C’est généralement la nuit que l’inspiration lui vient. Une scène quotidienne, une photo, un beau temps, lui permettent de faire des croquis et après, d’y apposer la peinture.
Mais c’est son environnement immédiat qui l’inspire. La toile devant laquelle elle est photographiée traite du planning familial et de la solidarité.

« J’évoque le planning familial et la solidarité. L’homme souhaite avoir de nombreux enfants. Certains sont très petits et la maman est encore enceinte. Pour le père, ces petits enfants peuvent aider leur mère alors que ce n’est pas possible. D’où le thème de la solidarité. Les voisins sont sollicités chaque fois qu’il y a un souci. Ici la femme doit accoucher et le père appelle les voisins à l’aide. Malgré les dérives des uns et des autres, quand on est solidaire, on a la force, même quand on est pauvre », explique-t-elle.
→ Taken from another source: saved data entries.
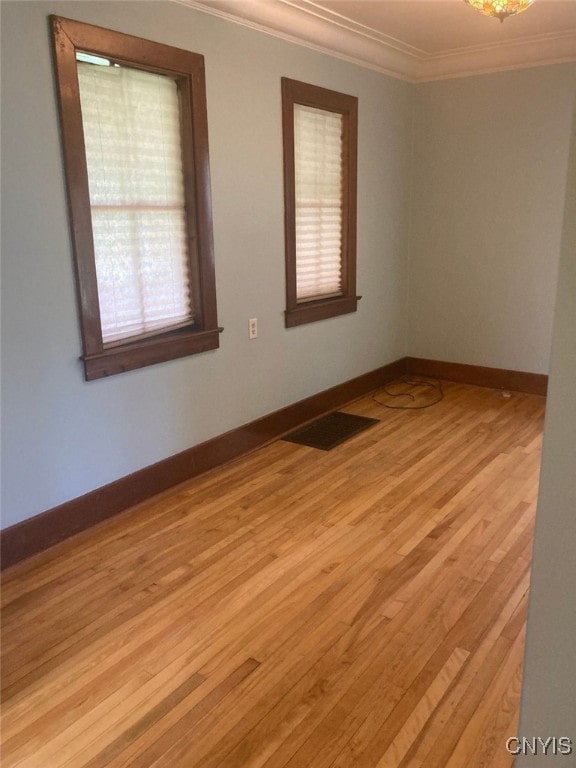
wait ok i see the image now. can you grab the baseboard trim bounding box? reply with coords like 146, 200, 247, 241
1, 358, 406, 570
1, 356, 547, 570
405, 357, 548, 396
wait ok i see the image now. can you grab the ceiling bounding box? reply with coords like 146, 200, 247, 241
182, 0, 576, 81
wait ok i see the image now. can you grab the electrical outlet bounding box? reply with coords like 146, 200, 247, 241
249, 318, 258, 339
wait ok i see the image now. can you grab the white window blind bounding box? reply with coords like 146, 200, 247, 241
294, 104, 344, 301
77, 60, 192, 344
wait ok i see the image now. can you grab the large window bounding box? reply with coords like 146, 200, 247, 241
51, 16, 221, 380
281, 78, 359, 328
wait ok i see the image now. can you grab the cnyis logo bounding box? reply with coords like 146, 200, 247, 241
506, 737, 573, 756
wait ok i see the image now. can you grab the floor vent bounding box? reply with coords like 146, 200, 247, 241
282, 411, 379, 451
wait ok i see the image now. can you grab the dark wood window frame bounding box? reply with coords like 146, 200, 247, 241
50, 16, 222, 380
281, 77, 360, 328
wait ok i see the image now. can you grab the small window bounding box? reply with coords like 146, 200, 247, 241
51, 16, 221, 379
281, 78, 360, 328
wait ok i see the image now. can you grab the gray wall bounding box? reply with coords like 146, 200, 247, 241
0, 1, 412, 528
517, 105, 576, 761
408, 66, 576, 373
1, 1, 575, 534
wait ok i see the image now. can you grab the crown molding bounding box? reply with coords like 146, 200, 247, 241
176, 0, 420, 80
177, 0, 576, 82
418, 28, 576, 82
Le travail de la jeune peintre varie en fonction des thèmes traités, l’usage des couleurs aussi. « Ici j’utilise le marron et le noir parce la femme souffre. Mais il y a de l’espoir qui débouchera sur la gaieté avec la naissance du bébé qui se traduit par le vert », situe-t-elle.
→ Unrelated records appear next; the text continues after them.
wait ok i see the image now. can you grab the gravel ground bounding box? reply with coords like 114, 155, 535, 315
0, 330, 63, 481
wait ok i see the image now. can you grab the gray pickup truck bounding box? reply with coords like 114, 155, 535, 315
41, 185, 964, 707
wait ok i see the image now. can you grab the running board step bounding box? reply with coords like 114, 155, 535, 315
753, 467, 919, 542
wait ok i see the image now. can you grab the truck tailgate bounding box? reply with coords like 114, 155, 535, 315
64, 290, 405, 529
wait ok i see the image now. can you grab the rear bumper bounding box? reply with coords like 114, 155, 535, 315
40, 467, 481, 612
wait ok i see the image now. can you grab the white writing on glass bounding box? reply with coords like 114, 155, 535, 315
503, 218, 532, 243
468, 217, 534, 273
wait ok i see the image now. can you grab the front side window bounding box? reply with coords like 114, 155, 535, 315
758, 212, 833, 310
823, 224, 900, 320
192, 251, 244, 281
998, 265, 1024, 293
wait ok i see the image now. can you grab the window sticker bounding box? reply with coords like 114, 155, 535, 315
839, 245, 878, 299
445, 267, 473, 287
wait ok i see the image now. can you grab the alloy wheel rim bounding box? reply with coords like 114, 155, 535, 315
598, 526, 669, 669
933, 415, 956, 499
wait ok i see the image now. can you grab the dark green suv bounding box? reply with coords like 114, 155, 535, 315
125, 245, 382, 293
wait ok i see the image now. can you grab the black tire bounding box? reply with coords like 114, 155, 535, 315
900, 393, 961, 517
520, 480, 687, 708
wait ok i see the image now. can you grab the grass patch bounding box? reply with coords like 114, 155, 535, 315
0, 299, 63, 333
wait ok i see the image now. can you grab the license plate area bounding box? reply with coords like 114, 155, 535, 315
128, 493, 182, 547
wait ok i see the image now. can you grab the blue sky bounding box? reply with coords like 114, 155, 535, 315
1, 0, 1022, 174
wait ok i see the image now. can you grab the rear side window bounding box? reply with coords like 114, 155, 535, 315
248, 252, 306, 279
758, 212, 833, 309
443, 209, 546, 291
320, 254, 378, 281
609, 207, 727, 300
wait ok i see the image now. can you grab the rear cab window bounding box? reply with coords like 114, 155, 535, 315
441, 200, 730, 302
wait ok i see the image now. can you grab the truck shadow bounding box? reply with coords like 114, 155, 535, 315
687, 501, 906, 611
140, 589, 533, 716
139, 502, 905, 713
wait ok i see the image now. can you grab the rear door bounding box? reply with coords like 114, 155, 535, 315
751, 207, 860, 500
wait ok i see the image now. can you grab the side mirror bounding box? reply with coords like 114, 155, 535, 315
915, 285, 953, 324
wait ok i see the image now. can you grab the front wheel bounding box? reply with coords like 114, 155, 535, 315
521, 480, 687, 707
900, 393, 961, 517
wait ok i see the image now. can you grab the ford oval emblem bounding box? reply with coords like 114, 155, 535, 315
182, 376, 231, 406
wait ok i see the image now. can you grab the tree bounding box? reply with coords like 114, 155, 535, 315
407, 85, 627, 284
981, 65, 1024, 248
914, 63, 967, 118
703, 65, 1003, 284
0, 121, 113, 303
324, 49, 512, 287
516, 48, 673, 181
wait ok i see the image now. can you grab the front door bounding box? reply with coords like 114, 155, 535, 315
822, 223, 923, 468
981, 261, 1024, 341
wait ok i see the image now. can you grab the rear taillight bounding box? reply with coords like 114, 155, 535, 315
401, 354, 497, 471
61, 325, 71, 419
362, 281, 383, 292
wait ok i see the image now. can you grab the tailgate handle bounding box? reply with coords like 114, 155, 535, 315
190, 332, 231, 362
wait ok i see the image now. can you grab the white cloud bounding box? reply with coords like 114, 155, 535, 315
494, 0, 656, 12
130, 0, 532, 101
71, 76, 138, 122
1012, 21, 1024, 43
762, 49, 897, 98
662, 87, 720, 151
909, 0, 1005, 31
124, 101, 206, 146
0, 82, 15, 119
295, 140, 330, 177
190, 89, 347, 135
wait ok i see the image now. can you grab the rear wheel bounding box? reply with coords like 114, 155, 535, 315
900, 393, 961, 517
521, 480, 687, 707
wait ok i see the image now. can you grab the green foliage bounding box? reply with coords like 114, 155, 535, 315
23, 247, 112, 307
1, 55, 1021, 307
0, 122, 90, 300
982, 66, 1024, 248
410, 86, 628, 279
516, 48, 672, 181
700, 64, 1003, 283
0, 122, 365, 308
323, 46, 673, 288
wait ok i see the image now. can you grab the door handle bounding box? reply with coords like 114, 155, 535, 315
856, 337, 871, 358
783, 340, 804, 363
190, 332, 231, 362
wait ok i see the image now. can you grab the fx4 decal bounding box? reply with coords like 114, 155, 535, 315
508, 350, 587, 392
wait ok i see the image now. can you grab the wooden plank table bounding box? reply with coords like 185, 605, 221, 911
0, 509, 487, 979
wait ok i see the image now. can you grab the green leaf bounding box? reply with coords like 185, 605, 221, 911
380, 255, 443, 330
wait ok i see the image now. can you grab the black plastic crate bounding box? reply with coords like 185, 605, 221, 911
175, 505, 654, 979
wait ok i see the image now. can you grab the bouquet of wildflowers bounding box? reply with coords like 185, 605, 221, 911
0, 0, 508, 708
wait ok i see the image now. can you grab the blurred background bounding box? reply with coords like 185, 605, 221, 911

Kara Aïcha procède aussi par jets. A travers cette technique, elle interpelle. « Tout ce qu’on dit, il faut faire attention. Qu’on dise de bonnes paroles autour de nous, contrôler notre langage ».
Dans la perspective, Aïcha souhaite laisser « une histoire » à la postérité. Celle de la fille non-scolarisée qui a su s’imposer par son art, son abnégation, sa force de caractère. Elle souhaite faire de la transmission de connaissance pour qu’à l’image de son maître, les plus jeunes puissent s’en inspirer et ne pas faire de la non scolarisation un frein à leur réussite. « J’ai été aidé par un monsieur et je veux aussi aider des enfants », rêve-t-elle.
Par Sanou A.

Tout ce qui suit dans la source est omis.